As one travels to this antique city, there are reminders of even earlier inhabitants.   These are the many tumuli that can be seen from the road, the symmetrical hills in the distance that look out of place in the undulating sunflower and wheat fields.  Thousands of dolmen dot the landscape but go unnoticed for their small size blends in with the terrain.  Dolmen are very ancient tombs of natural stone usually consisting of two side pieces topped by a third.   With the number of people that found this area so pleasant, it is no wonder the Ottomans felt the same.

They had a difficult time overcoming the defensive walls of  Constantinople as did many others before them.  By the late fourteenth century the Ottoman armies bypassed the Byzantines and headed west ending up with the prize, Edirne, as their new capital.  Many campaigns began here as they added new territory from Europe and Africa to their growing empire.  With added wealth from their new acquisitions, they contributed to the architecture of the city and today many fine examples remain.

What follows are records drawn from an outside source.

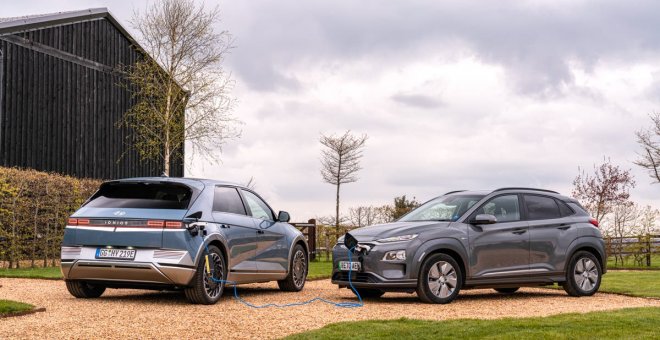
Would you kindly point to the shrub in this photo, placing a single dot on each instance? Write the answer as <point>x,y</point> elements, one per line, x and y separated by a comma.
<point>34,207</point>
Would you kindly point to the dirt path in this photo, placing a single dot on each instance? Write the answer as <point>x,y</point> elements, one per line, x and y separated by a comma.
<point>147,314</point>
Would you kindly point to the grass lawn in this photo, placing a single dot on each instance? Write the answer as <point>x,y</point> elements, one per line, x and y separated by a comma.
<point>317,270</point>
<point>634,282</point>
<point>633,323</point>
<point>8,307</point>
<point>629,263</point>
<point>33,273</point>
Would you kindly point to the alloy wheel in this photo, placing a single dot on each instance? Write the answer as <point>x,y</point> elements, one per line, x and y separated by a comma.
<point>442,279</point>
<point>299,268</point>
<point>585,274</point>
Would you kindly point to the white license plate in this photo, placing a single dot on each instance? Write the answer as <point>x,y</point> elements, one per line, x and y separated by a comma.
<point>352,266</point>
<point>122,254</point>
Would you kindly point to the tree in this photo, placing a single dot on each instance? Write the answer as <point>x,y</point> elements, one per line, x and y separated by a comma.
<point>401,207</point>
<point>650,156</point>
<point>365,216</point>
<point>607,187</point>
<point>340,161</point>
<point>182,91</point>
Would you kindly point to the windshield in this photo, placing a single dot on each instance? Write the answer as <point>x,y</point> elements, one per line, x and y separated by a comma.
<point>445,208</point>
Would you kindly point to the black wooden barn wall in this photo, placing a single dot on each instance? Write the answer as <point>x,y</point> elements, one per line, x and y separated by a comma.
<point>60,99</point>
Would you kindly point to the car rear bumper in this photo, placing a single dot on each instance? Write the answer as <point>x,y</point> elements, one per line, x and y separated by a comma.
<point>150,266</point>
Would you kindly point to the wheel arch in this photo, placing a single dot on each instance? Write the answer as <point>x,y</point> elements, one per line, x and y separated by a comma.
<point>451,247</point>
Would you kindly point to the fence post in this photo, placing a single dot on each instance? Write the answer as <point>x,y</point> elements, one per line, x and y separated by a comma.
<point>648,250</point>
<point>311,239</point>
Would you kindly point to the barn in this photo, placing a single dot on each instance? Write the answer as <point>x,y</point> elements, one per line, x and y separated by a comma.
<point>61,96</point>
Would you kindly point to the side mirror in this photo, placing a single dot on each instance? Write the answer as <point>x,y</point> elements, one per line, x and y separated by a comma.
<point>283,216</point>
<point>484,219</point>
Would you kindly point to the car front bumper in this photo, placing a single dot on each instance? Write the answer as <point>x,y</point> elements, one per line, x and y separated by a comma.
<point>374,273</point>
<point>150,266</point>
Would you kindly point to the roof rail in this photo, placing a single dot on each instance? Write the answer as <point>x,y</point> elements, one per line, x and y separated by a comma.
<point>452,192</point>
<point>523,188</point>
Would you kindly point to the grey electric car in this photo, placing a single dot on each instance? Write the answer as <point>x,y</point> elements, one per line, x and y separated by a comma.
<point>177,233</point>
<point>504,239</point>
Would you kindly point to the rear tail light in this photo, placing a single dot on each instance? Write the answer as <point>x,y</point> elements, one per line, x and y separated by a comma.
<point>173,224</point>
<point>157,224</point>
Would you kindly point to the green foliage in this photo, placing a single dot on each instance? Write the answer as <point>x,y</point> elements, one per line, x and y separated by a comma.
<point>8,307</point>
<point>633,323</point>
<point>34,207</point>
<point>47,273</point>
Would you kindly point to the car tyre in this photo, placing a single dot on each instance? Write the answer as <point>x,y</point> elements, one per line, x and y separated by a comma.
<point>368,293</point>
<point>584,274</point>
<point>507,290</point>
<point>295,281</point>
<point>84,290</point>
<point>440,279</point>
<point>203,289</point>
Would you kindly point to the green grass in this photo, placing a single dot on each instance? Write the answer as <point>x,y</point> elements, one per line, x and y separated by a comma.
<point>33,273</point>
<point>629,263</point>
<point>317,270</point>
<point>8,307</point>
<point>634,323</point>
<point>637,283</point>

Some of these buildings are of interest to the Sinan enthusiast for the mini history lesson to be gleaned from them.  The Eski Camii is an excellent starting point since it was finished in 1414.  To the southwest and in view of the Selimiye, is this smaller version of the Ulu Camii of 1396, or Grand Mosque found in the old capital, Bursa.  Here there are nine domes supported by massive piers while at Bursa the larger mosque hosts twenty domes.  Along its axis through the mihrab the third dome from the kibla wall was open with only a wire screen to keep out the birds.  Below was a fountain.  It has been suggested that Sinan was influenced by this arrangement when he placed a fountain inside the Selimiye.  Although the Eski Camii is without an inner fountain, standing in the mosque one can imagine the sound of the water with light flooding in from above.  Its absense does not diminish the impressiveness of this building, and the calligraphy and other detailing are on a par with the Ulu Mosque at Bursa.

A short fifteen minute walk on the north road fronting the Selimiye takes the visitor to the Muradiye Camii of 1436.  Go at prayer time to insure its being open, but if not the views of the Selimiye are worth the visit.  A small “T” shape mosque recently repaired, its main attraction, besides the antique painting on some walls, is the blue on white tiles that surround the prayer hall.  Strongly influenced by the Chinese, these ceramics do not have the polychrome one thinks of coming from Iznik.  Those colorful tiles would be developed in the sixteenth century contributing to the detailing in Sinan’s work, but the varied designs in cobalt blue of the Muradiye are extraordinary.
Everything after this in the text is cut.